A easy C++ solution using recursive, with explanation(23ms)


  • 1
    N

    Find all permutations without duplicates, we just need swap nums[start] and nums[i] if there are no elements in [start, i] equals to nums[i].

    If the vector nums is [1,2,1] .When begin = 0, i = 1, swap them, we get [2,1,1]. When begin = 1, i = 2, swap them, we get [1,1,2].
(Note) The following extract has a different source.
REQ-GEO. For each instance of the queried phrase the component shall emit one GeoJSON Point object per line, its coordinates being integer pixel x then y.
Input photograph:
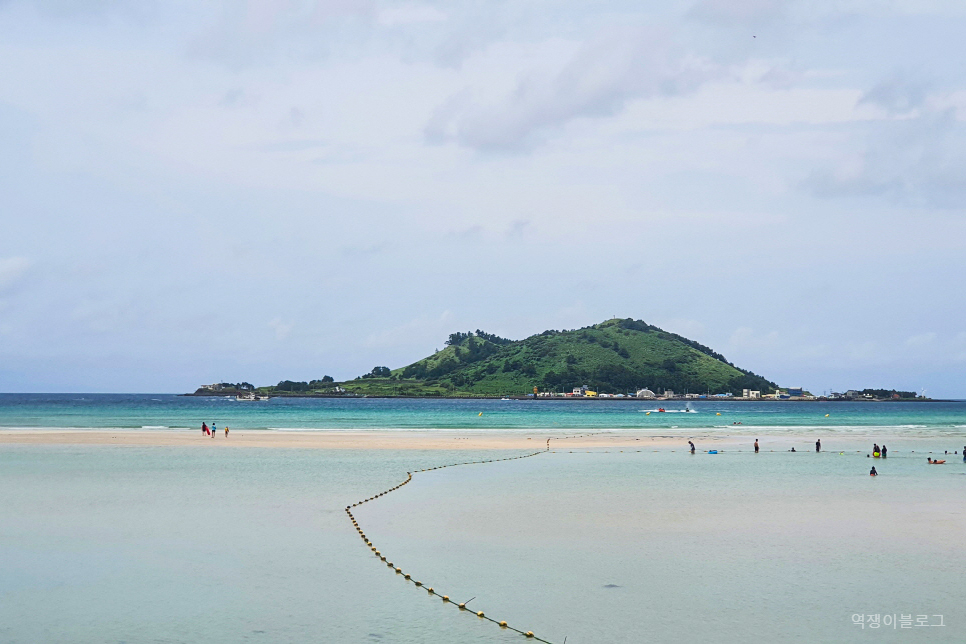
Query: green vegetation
{"type": "Point", "coordinates": [611, 357]}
    The model of recursive call is:

    the number in the parentheses getPer(begin) denotes the value of begin.

    getPer(0):

    • i = 0 , getPer(1)
    • i = 1, getPer(2)
    • i = 2, getPer(3)

    getPer(1):

    • i=1,getPer(2)
    • i=2,getPer(3)

    getper(2):

    • i=2, getPer(3)

    Finally, the code is :

    class Solution {
    public:
        vector<vector<int>> permuteUnique(vector<int>& nums) {
            vector<vector<int>> ans;
            getPer(ans, nums, 0);
            return ans;
        }
    private:
        bool isDup(vector<int>& nums, int i, int j)
        {
            for (int k = i; k < j; ++k)
                if (nums[k] == nums[j])
                    return true;
            return false;
        }
        
        void getPer(vector<vector<int>>& ans, vector<int>& nums, int start)
        {
            if (start >= nums.size() - 1)
            {
                ans.push_back(nums);
                return;
            }
            for (int i = start; i < nums.size(); ++i)
            {
                if (!isDup(nums, start, i))
                {
                    swap(nums[i], nums[start]);
                    getPer(ans, nums, start + 1);
                    swap(nums[i], nums[start]);
                }
            }
        }
    };
    

    Since there is no elements behind nums[num.size() - 1], the function getPer() just return when start = nums.size() - 1.

    Hope it helps.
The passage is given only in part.